Harness the Power of Your Mistakes

Sunlight over cloudsWhen I’m practicing something on the guitar, I often like to think of myself as a scientist doing lab work. I experiment with things, observe what happens, modify the experiment, and eventually zero in on what needs to be done.

Mistakes are one of the main forms of feedback I receive during this practicing process. A mistake is just an unintended occurrence, or an unexpected result to the experiment. The mistake is ultimately what tells me what and where the work needs to be done.

When you take this view of practicing the guitar, mistakes are no longer something that frustrate and annoy you. Mistakes simply become something to be studied. They’re an inevitable part of the practicing process.

Even in a performance situation, mistakes present an opportunity to know exactly what your weaknesses are. As unpleasant as a mistake during a performance can be, it at least presents an opportunity to see with total clarity which areas need work.

To get the most benefit out of observing your mistakes, some analysis needs to happen. Below, I’ll go through some of my thought process when I make mistakes or see my students make mistakes.

Mental vs. Physical Mistakes

You can usually break mistakes down into 2 categories: mental mistakes and physical mistakes. Mental mistakes are when you are unable to keep up with the thought process of playing the music at hand. Physical mistakes are when you are unable to make the movements needed in order to play the music at hand.

For example, let’s say you’re strumming a chord progression, and you’re about to change to a D chord. If your mind goes blank as to which chord is coming next, and you then miss the chord change, that’s a mental mistake. If you know that you need to change to a D chord, but you can’t get your fingers there fast or accurately enough, that’s a physical mistake.

Even though the end result is the same (a botched chord change), the cause and remedy for the mistake is different depending on which type it is.

For mental mistakes, you have the technique to play what’s needed, but you can’t keep up with the mental flow.

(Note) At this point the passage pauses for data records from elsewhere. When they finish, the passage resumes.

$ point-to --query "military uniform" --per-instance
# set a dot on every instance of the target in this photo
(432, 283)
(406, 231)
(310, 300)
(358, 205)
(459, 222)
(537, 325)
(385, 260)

The music is too fast, too intricate, and you just haven’t absorbed the music well enough into your memory. Because of this, it breaks down in critical spots. If you’re improvising, things like not being able to keep up with the chord changes you’re playing over, keep your place in a chord progression, or losing track of your scale patterns would be mental mistakes.

For physical mistakes, you know well enough what needs to be done to play the music, but your technique is not developed well enough to actually do it. You can’t move your fingers fast enough or accurately enough, you don’t have a good economy of motion worked out, or maybe the technique is all together something that you just haven’t developed the skill for (like finger-picking, playing slide guitar, or doing sweep arpeggios). If improvising, examples of physical mistakes would be not being able to keep up with fast tempo songs, having sloppy timing, and not being able to execute certain licks you’re attempting.

So, when a mistake happens in your playing, you should diagnose which type of mistake it was. That will tell you how to go about fixing the mistake.

Remedying Physical and Mental Mistakes

Here are some ways you can go about fixing physical and mental mistakes in your playing.

Mental Mistakes

If you are practicing something that has already been composed (meaning not improvising), the solution boils down to memorizing it better. Take the troublesome areas, use a metronome to slow them down to a speed that is easy to keep up with, and then gradually bring that speed up. Do this a handful of times, and you’ll soon have it locked in to your mind and muscle memory much better.

If you are doing something more improvisational, some deeper analysis needs to be done. Ask yourself, where am I losing track of what I need to be doing? Where is my awareness slipping? What is the root cause of the mistake?

Most likely, you’ll need to do some supplementary exercises that work on better scale knowledge, targeting chord tones when soloing, keeping up with chord changes and shifting harmonies while soloing, or any of the other mental aspects of improvising. You can design exercises to address any specific skills you find to be deficient.

Physical Mistakes

The remedy for physical mistakes depends on how out of reach the technique is that you’re trying to do.

If you’re already pretty close to having the technical ability to execute the passage at hand, you could slow the passage down and work it up with a metronome. This very well might do the trick. Or, maybe your playing is a little out of shape, in which case you can do some basic exercises to get your chops back up to peak form.

Sometimes, the technique you’re attempting is just too far out of reach for these solutions. For instance, maybe you’re practicing a classical guitar piece that involves a lot of tremolo picking, and you haven’t yet developed the ability to do the tremolo technique. In this case, it would be better to put that project on hold and instead do some basic tremolo picking exercises. Then, once you’ve developed some ability with that particular technique, come back to the original piece of music and continue working on it.

Observe Your Mistakes

The bottom line is that you should try not to react negatively to mistakes. Instead, observe what happened, and glean some information from them to help make you a better guitar player.

No matter how good a musician you become, mistakes will always be a part of playing, especially when practicing. Consider this quote from legendary classical guitarist Julian Bream:

If you heard me practice, you would think I didn’t know how to play.

This doesn’t mean you should passively accept it when mistakes happen. That’s no better than getting frustrated and quitting the practice session. Instead, take the middle road. Figure out what the mistake is telling you, and then put together a way to improve whatever the cause was for it.